Atlas is two things: enhancements to individual open source projects ("pro"
version if that helps), and a unification between our projects to give a full
dev to prod pipeline.

Per open source project we have, it adds features on top of it we felt didn't
fit within the scope of the open source project itself. Example: Vagrant box
hosting, Vagrant share (requires a server), Packer builds, Packer artifact
hosting, Consul UI, Consul alerts, Consul alert history, Terraform
collaboration, Terraform state storage, Terraform run locks, GitHub triggering
Terraform, etc. These are all features that enhance an individual HashiCorp
project. I'm not going to explain each here, since they're explained in the
blog post and of course expect an understanding of that individual project.

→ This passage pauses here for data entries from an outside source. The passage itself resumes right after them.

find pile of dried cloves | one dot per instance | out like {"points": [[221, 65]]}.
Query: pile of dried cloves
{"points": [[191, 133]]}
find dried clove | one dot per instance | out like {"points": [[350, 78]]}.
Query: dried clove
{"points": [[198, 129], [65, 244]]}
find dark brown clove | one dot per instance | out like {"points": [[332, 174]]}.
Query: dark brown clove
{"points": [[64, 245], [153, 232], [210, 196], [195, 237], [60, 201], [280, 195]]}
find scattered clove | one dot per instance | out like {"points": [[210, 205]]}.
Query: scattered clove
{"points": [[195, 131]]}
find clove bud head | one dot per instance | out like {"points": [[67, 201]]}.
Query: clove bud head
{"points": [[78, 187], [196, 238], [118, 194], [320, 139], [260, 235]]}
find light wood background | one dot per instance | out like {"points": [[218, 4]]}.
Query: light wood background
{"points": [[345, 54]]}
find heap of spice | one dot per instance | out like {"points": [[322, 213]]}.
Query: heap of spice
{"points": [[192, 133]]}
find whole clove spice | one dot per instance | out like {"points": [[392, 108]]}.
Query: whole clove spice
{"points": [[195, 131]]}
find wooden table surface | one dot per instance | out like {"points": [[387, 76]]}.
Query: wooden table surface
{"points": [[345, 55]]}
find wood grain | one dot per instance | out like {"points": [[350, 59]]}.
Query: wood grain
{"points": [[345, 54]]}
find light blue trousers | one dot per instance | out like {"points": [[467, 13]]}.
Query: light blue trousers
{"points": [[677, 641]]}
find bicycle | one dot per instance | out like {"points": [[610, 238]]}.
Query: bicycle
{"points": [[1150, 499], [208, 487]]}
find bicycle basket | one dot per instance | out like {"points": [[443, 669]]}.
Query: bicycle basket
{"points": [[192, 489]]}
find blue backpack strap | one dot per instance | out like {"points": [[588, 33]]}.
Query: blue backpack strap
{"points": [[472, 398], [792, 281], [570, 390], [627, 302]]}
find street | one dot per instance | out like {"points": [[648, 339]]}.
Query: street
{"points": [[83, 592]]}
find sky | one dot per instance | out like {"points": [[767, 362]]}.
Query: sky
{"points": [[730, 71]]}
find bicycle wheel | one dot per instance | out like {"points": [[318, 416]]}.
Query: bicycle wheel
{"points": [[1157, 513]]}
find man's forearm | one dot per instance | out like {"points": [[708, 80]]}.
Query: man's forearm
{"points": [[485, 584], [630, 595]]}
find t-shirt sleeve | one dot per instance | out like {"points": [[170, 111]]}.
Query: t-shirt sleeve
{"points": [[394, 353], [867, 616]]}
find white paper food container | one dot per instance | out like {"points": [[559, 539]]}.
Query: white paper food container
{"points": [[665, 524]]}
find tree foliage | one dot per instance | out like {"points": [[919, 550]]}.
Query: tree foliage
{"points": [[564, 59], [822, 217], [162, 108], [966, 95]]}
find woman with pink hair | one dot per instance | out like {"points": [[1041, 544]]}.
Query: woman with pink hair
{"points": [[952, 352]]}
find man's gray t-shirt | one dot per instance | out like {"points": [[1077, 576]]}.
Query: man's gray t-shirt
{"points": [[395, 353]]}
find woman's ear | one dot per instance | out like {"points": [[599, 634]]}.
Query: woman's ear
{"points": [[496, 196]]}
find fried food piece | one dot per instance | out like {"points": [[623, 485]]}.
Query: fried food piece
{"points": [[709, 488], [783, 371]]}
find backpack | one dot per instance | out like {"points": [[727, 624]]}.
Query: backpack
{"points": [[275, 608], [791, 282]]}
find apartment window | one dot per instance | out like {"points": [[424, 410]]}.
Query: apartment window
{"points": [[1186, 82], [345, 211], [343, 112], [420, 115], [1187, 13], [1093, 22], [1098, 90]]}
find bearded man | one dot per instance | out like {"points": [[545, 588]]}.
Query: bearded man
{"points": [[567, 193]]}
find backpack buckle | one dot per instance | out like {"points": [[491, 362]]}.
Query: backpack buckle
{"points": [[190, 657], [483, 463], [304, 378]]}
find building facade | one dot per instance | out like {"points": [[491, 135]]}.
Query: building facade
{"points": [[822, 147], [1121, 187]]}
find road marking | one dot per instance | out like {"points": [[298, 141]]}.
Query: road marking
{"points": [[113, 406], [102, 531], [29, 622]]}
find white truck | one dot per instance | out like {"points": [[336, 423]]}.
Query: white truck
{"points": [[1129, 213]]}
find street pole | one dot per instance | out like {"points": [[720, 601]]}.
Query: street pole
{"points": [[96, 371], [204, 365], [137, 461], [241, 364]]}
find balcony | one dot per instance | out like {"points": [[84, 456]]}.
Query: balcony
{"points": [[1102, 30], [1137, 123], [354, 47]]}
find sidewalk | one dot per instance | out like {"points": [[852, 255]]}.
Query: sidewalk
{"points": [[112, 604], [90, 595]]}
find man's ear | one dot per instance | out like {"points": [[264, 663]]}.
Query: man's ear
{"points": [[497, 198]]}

Then, Atlas unifies them: code push (Git, CI, etc.) triggers an automatic
Packer build which triggers a Terraform plan which triggers a Slack message
asking for approval to deploy which can then be deployed with a single button
which then causes the Consul UI to update with the latest info.

You can do this with our open source, purely, and many do. This was the
inspiration behind Atlas: the companies adopting our open source projects want
a complete story, and they're building it on their own, but they'd rather buy
it from us. Atlas is us delivering that full dev to prod story.

If you're a HashiCorp user, Atlas is valuable if you're using an indivual
project OR if you're looking for a complete deployment solution.

I hope this helps a lot more.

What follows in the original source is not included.